Wednesday October 19, 2016
Movie Review: The Magnificent Seven (2016)
WARNING: SPOILERS
The point of the Magnificent Seven, and the Seven Samurai before them—you might even say the beauty of these guys—is that they do the deed for the deed. They may have qualms about it, they may not always be the best men, and the villagers they protect aren’t exactly pure; but it’s still a noble, selfless act amid a (for them) pyrrhic victory.
The 2016 update of “The Magnificent Seven” by Antoine Fuqua changes a few things—names, locale, victims, the ethnic makeup of the Seven—but the biggest and most uncommented-upon change is the motivation of team leader Chisolm (Denzel Washington), which isn’t revealed until the final act.
Turns out the villain they’re fighting? The rich, 19th-century industrialist Bartholomew Bogue (Peter Sarsgaard, overacting by underacting), who rules the mining town of Rose Creek with a sadistic, powerful, and blasé finger? Chisolm knows him! In fact, ol’ Bartholomew killed Chisolm’s wife and kids way back when. He tried to kill Chisolm, too (cue: neck scar reveal) but our man didn’t die. Or maybe, a la certain Clint Eastwood heroes, he’s a vengeful ghost or something.
The point is, Chisolm doesn’t do the deed for the deed, as Chris and Shimada did before him. He does it for revenge. For him, it’s personal.
This changes everything about the story. Worse, he doesn’t even tell any of the rest of the Seven that he's got skin in the game. He gathers them, and gets them to do the deed for the deed, even as he’s doing it for the most personal reasons possible. He lies, essentially. Our hero lies.

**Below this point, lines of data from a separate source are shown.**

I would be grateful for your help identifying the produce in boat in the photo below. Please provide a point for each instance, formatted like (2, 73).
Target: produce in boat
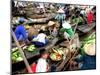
(55, 57)
(31, 48)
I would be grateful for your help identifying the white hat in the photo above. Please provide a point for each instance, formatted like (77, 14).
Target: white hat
(89, 49)
(60, 11)
(50, 23)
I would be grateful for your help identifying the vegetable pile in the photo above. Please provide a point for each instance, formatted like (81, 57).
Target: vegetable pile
(57, 54)
(88, 43)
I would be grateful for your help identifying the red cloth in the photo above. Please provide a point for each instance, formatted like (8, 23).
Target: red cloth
(89, 17)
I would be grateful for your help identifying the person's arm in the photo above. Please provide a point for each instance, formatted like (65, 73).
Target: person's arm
(23, 32)
(41, 66)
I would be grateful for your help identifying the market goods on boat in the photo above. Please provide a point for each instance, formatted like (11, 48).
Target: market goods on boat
(55, 56)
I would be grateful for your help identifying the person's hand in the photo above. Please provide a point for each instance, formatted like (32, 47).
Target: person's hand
(28, 42)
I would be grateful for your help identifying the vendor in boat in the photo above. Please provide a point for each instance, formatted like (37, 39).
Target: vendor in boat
(40, 40)
(42, 64)
(21, 34)
(90, 16)
(53, 28)
(87, 60)
(60, 17)
(67, 29)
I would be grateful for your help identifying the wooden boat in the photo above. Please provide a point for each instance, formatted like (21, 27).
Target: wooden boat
(86, 28)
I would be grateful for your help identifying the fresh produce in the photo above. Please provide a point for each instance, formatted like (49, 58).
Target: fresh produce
(55, 56)
(31, 48)
(88, 44)
(14, 49)
(58, 51)
(16, 56)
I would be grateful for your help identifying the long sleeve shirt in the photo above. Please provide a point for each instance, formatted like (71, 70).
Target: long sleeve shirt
(20, 31)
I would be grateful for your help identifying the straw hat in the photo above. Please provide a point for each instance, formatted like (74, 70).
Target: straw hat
(60, 11)
(51, 23)
(89, 49)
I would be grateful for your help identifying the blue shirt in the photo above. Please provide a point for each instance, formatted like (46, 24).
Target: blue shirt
(20, 31)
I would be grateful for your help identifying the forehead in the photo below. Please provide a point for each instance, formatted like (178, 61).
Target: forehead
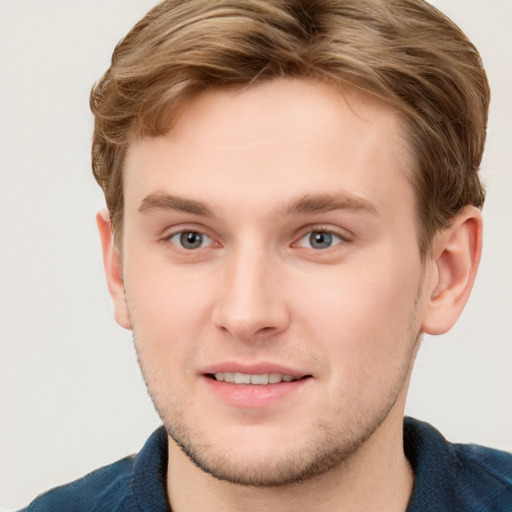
(276, 139)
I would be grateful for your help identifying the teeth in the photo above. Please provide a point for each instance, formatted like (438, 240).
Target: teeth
(259, 380)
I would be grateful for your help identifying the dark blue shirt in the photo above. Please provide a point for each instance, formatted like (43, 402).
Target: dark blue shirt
(448, 477)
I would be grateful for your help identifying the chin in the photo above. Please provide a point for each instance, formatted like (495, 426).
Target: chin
(262, 459)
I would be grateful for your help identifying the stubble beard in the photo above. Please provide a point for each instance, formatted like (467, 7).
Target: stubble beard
(327, 448)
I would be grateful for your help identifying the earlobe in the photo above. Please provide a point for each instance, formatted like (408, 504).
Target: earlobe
(113, 269)
(456, 255)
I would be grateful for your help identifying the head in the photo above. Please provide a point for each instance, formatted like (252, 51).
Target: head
(291, 190)
(405, 52)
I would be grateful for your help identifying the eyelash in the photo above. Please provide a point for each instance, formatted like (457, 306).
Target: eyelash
(309, 231)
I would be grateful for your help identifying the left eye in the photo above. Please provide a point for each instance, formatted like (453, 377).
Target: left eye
(190, 240)
(319, 240)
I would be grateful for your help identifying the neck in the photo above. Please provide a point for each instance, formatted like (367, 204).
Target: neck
(377, 477)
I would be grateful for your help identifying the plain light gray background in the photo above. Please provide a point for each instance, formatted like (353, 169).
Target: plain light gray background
(71, 395)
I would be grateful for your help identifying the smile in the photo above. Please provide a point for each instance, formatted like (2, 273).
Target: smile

I gotta ask: Who on the filmmaking team thought this was a good idea? Fuqua? Screenwriters Richard Wenk (“The Expendables 2”) or Nic Pizzolatto (HBO's “True Detective”)? Denzel? Some suit? Has anyone accepted credit? Or blame?
Chisolm’s motivation also allows for one of the worst tropes in modern action movies: the slow, sadistic death of the villain. For decades now we’ve gone Old Testament; we want our eye for an eye. We want the villain to suffer as he made others suffer. “I seek righteousness, but I’ll take revenge,” says Emma Cullen (Haley Bennett, forever spilling cleavage). That’s us. We want to be both moral and sadistic. We get it here. Slower. Slower. Make it last. We’re sick puppies.
Overall, Denzel is in fine form, the final battle is surprisingly well-orchestrated and well-told, and it’s always nice to see Vincent D’Onofrio. But most of the Seven aren’t interesting. Fuqua gives them race (the Mexican, the Native American, the Asian guy) but no personality. Personality is still for the white dudes (Pratt, Hawke, D'Onofrio).
Most importantly, Chisolm's motivation fucks up the most beautiful part of the story.